General Description
Osteoporosis is a skeletal disorder characterized by compromised
bone strength and an increased risk of fractures, especially of
the hip, spine, and wrist. It is estimated that 10 million people
in the U.S. have osteoporosis and an additional 18 million have
low bone mass, placing them at increased risk for the disease.1
Although it is the underlying cause of most fractures in older people,
in most cases osteoporosis remains undetected until a fracture occurs.
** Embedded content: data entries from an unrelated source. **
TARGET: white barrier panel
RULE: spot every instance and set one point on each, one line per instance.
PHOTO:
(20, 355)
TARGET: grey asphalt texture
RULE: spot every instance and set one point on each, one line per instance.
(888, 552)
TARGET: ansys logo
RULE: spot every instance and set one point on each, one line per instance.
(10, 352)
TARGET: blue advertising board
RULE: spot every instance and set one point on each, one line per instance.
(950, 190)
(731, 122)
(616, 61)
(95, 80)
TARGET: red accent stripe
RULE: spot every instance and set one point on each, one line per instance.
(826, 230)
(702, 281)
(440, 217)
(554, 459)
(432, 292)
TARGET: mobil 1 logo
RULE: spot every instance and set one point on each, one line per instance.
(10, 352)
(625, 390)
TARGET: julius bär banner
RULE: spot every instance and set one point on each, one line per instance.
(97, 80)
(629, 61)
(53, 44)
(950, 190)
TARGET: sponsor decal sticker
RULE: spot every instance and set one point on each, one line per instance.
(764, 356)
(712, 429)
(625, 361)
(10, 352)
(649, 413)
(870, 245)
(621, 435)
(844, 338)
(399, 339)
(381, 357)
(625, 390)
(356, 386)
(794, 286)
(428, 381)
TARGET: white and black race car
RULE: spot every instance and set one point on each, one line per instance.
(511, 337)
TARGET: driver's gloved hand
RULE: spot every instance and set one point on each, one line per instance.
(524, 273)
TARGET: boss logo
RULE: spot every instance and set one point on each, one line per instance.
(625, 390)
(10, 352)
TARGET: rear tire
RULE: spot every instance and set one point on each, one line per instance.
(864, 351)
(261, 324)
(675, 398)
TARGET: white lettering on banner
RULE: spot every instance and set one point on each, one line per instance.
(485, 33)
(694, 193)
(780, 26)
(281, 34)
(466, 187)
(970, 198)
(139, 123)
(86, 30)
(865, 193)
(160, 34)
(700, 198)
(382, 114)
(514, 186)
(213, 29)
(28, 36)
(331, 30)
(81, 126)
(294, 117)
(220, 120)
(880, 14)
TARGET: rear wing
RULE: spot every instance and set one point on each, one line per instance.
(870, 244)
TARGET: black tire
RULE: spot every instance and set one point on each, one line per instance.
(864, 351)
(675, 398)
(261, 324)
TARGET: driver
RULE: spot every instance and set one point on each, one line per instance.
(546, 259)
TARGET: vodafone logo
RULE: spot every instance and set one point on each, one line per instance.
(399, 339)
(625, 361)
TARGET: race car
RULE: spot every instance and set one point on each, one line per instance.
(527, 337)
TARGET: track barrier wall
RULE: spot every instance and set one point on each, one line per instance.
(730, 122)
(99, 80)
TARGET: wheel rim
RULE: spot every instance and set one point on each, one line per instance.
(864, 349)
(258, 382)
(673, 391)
In the U.S., osteoporosis is responsible for more than 1.5 million
fractures annually, including approximately 300,000 hip fractures,
700,000 vertebral fractures, 250,000 wrist fractures, and more than
300,000 fractures at other sites.1 While the
disease is most commonly seen in post-menopausal white and Asian
women, osteoporosis occurs in all ethnic and gender groups. Once
considered to be a natural part of aging, osteoporosis is now recognized
as a largely preventable disease.
Contributing factors
Bone strength is a reflection of two main features: bone density
and bone quality. Bone density is expressed as grams of mineral
per volume and is determined by peak bone mass and amount of bone
loss. Bone quality refers to architecture, turnover, damage accumulation
(e.g., microfractures) and mineralization. Currently there is
no accurate measure of overall bone strength. Bone mineral density
(BMD), which accounts for approximately 70 percent of bone strength,
is frequently used as a proxy measure. Osteoporosis is diagnosed
when BMD measurements are markedly below the average for healthy
young adults. This often results from accelerated bone loss associated
with aging, but may also occur without accelerated bone loss in
individuals who do not achieve optimal bone mass during childhood
and adolescence. Thus, sub-optimal bone growth in childhood is
as important as bone loss to the development of osteoporosis.2
Optimization of bone health is a process that must occur throughout
one's lifetime. Factors that influence bone health at all ages
are essential to the prevention of osteoporosis.
Osteoporosis is characterized as primary or secondary. Primary
osteoporosis can occur in both genders at all ages, but is most
often seen in post-menopausal women and elderly men. Secondary
osteoporosis is caused by medication side effects or other diseases
or conditions such as alcoholism, genetic disorders, gastrointestinal
diseases, endocrine disorders, connective tissue diseases, hypogonadism,
and nutritional deficiencies.2 These secondary
causes can aggravate primary osteoporosis.
The development of primary osteoporosis is often associated
with aging, largely because of the role hormones play in bone
preservation. The female hormone estrogen helps protect bones
against mineral loss. After menopause, women's estrogen levels
decline drastically, which can lead to bone loss and osteoporosis.
Men have less risk of developing osteoporosis because they do
not experience the same kinds of hormone losses as women. Because
of this, osteoporosis does not normally affect men until they
reach advanced age.
Conventional treatment
Treatment of osteoporosis aims to stop bone loss and prevent falls.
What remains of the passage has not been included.